2015 wurde dazu ein Forschungsprojekt gemeinsam von Belvedere und dem Van Gogh Museum in Amsterdam angestoßen. Darin geht es um die Frage, welche Werke internationaler moderner Kunst Klimt tatsächlich kennengelernt hat, ob bei seinen Auslandsreisen oder durch Reproduktionen in damals auch in Wien erhältlichen Katalogen. Ausstellungsorte wie die Secession, die Galerie Miethke und umfangreiche Privatsammlungen (Carl Reininghaus oder Familie Wittgenstein) wurden penibel untersucht, Publikationen ausgewertet und die Reisetätigkeit von Klimt wurde genau in Augenschein genommen. Wie weit wurde davon das Werk von Gustav Klimt beeinflusst, seine Entwicklung vorangetrieben und was kann – mit Verlaub – als sanfter Diebstahl von Ideen gewertet werden?

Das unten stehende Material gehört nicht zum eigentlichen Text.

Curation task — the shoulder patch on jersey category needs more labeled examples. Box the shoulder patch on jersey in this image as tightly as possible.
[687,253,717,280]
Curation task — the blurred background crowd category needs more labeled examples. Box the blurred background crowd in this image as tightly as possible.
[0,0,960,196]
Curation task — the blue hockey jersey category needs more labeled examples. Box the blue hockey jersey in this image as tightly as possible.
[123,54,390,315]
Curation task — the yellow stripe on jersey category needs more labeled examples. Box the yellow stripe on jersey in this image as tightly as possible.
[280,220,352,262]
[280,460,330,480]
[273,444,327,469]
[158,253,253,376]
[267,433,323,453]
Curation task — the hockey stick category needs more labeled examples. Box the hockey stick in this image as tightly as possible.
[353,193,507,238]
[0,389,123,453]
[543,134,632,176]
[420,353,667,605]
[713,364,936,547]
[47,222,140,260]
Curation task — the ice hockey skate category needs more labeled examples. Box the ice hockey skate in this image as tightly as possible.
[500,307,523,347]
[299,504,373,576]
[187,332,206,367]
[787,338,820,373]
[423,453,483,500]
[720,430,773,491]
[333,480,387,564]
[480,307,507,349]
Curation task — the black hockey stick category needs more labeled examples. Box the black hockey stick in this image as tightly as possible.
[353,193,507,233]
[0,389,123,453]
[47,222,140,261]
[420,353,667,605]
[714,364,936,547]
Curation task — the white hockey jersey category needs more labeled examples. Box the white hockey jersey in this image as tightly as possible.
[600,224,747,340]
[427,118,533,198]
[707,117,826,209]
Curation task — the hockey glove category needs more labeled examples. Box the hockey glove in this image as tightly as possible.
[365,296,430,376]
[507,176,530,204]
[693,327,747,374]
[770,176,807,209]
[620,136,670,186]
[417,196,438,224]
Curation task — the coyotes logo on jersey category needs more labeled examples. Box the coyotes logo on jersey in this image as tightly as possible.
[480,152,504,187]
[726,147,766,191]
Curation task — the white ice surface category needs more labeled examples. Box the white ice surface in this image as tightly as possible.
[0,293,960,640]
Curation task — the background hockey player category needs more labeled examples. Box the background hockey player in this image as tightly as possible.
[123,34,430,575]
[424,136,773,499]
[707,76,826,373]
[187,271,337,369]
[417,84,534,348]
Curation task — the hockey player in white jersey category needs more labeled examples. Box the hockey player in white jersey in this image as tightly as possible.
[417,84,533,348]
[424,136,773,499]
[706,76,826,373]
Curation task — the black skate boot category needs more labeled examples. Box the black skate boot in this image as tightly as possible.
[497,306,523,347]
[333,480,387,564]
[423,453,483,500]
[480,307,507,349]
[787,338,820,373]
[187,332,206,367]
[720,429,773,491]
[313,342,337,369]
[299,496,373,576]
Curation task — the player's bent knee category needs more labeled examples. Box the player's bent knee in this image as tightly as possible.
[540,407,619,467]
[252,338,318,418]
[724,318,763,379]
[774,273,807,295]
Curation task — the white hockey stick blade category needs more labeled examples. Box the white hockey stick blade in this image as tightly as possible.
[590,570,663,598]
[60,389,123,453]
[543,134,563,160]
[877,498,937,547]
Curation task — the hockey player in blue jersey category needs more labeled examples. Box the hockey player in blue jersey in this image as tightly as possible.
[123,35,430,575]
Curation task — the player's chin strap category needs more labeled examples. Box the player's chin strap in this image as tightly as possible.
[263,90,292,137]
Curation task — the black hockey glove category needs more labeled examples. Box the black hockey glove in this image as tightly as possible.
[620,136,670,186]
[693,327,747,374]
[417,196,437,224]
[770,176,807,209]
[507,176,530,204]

 Gustav Klimt, Wasserschlangen II, 1904/1906–07  Privatsammlung, courtesy of HomeArt

Gustav Klimt, Wasserschlangen II, 1904/1906–07, Privatsammlung, courtesy of HomeArt

Ein der Öffentlichkeit zumutbares Teilergebnis dieser Untersuchungen ist nun im Unteren Belvedere zu erleben. Wer schon bisher mit Kunstverstand durch Europa gereist ist und einen Teil dieser Zeit in den jeweiligen Museen verbracht hat, wird nicht allzu viel Neues finden. Allein die hier vertretenen Bilder der drei Genannten Vincent van Gogh, Auguste Rodin und Henri Matisse, aber auch die von Claude Monet oder einer der wenigen Frauen, Margaret Macdonald Mackintosh, sind Stammgäste diverser Besuchermagnete in legendären Museen. In der nun vorliegenden Konzentration werden sie jedoch kaum mehr nebeneinander hängen. Hier bietet sich die einzigartige Möglichkeit des Vergleichs, bei dem – nicht nur aus Patriotismus – Klimt in den meisten Fällen als das größere Genie erkannt wird. Die Studie für Madame Gautreau von John Singer Sargent aus 1884 mutet gegenüber dem neun Jahren später entstandenen Frauenbildnis von Klimt ungemein modern an, kann aber in Details wie Hautfarbe und Lebendigkeit schwerlich mithalten. Immer wieder wurde das Vorbild übertroffen, wie bei Jan Toorops bewegten Frauendarstellungen, die in den nach langer Zeit erstmals wieder zu bestaunenden „Wasserschlangen II“ von Gustav Klimt höchste Vollendung gefunden haben.